Preference to freshmen. Mark Twain has been called our Rabelais, our Cervantes, our Homer, our Tolstoy, our Shakespeare. Ernest Hemingway maintained that all modern American literature comes from one book by Mark Twain called The Adventures of Huckleberry Finn. President Franklin D. Roosevelt got the phrase New Deal from A Connecticut Yankee in King Arthur's Court. Class discussions will focus on how Twain's work illuminates and complicates his society's responses to such issues as race, technology, heredity versus environment, religion, education, and what it means to be American.
Terms: Aut | Units: 4 | UG Reqs: GER:DBHum | Grading: Letter (ABCD/NP)
Instructors: Fishkin, S. (PI)

AMSTUD 105Q: Law and Popular Culture

This seminar focuses on the interface between two important subjects: law and popular culture. Before class, students will see a series of films or television shows relating to law, lawyers, and the legal system. There is also a weekly homework assignment based on materials in the assigned text and the assigned film or TV show. We will discuss the pop culture treatment of subjects such as the adversary system, good and bad lawyers, female and gay lawyers, the work life of lawyers, legal education, ethical issues, the jury system, and criminal and civil justice.
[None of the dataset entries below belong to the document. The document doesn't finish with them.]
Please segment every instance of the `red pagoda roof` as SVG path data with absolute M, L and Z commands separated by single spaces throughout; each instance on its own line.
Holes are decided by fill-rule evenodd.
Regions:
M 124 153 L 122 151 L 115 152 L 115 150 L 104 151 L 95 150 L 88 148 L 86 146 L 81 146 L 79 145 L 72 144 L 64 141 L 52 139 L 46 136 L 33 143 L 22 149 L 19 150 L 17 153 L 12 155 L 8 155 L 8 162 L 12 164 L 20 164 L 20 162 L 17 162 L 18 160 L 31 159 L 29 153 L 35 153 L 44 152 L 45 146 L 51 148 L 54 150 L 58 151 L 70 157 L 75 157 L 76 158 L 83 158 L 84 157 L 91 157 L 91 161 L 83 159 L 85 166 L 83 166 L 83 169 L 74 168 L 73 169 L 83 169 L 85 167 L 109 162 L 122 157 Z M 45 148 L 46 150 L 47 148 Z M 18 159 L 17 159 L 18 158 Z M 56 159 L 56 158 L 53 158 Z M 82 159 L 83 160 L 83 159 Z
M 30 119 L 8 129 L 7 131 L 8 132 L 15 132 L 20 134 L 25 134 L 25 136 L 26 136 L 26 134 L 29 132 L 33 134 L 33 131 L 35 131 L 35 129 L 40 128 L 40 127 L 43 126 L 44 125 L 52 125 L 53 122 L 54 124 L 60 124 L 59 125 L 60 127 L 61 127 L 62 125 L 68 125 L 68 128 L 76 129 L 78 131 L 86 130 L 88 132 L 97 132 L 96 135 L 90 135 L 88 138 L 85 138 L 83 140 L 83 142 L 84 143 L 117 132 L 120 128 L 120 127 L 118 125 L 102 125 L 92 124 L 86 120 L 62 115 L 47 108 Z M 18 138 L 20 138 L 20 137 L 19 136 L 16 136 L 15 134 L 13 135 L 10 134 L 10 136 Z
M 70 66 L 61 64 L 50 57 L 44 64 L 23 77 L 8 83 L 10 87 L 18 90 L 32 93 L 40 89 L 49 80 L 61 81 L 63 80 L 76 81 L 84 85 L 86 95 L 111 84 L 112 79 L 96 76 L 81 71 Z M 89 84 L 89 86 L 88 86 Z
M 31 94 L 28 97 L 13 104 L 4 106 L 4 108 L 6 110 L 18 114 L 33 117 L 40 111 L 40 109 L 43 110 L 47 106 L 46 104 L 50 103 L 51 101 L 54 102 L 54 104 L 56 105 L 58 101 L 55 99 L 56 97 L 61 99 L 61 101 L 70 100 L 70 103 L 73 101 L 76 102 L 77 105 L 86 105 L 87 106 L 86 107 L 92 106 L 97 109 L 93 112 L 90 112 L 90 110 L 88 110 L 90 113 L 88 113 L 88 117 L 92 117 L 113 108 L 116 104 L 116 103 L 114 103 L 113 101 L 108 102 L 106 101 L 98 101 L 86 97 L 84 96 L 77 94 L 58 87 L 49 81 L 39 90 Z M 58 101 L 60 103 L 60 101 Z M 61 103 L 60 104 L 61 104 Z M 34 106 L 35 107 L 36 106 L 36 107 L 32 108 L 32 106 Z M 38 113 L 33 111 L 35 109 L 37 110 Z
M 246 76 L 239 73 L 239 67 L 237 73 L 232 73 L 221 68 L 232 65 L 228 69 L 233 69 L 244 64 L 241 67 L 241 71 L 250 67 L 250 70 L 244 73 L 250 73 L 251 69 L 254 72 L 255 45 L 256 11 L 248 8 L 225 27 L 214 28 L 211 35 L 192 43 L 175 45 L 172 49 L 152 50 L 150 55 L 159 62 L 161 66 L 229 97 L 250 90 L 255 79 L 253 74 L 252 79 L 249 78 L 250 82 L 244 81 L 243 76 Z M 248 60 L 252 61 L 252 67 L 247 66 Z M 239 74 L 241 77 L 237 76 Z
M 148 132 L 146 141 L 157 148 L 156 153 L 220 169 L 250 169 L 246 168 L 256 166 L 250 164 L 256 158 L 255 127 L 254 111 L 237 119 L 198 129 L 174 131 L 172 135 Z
The seminar discussions will draw on film theory and film-making technique to deepen understanding of the interrelationship between law and popular culture. The discussions will illuminate the ways in which pop culture products both reflect and change social views about law and lawyers. The assigned text is Michael Asimow & Shannon Mader, "Law and Popular Culture: A Course Book" (Peter Lang 2004).
Terms: Win | Units: 3 | Grading: Letter or Credit/No Credit
Instructors: Asimow, M. (PI)

AMSTUD 114N: Visions of the 1960s

Preference to sophomores. Introduction to the ideas, sensibility, and, to a lesser degree, the politics of the American 60s. Topics: the early 60s vision of a beloved community; varieties of racial, generational, and feminist dissent; the meaning of the counterculture; and current interpretive perspectives on the 60s. Film, music, and articles and books.
Terms: Aut | Units: 5 | UG Reqs: GER:DBHum, GER:ECAmerCul | Grading: Letter or Credit/No Credit
Instructors: Gillam, R. (PI)

ANES 76Q: The Psychology and Psychopharmacology of Abused Drugs

Preference to sophomores. Explores the psychology and pharmacology of abused drugs, both legal and illegal. Discusses pharmaceutical compounds such as ecstasy and LSD, as well as medicinal drug classes with abuse potential ( examples being opioids, benzodiazepines, and amphetamines). Also covers lesser-known psychotropics (phenethylamines and tryptamines, and naturally-occurring compounds with controversial and shifting legal statuses, like marijuana and salvia divinorum. Examines the physiological mechanisms by which these drugs exert their effects on human experience, as well as the health implications, history, cultural impact, and legal issues that revolve around these psychoactive chemicals.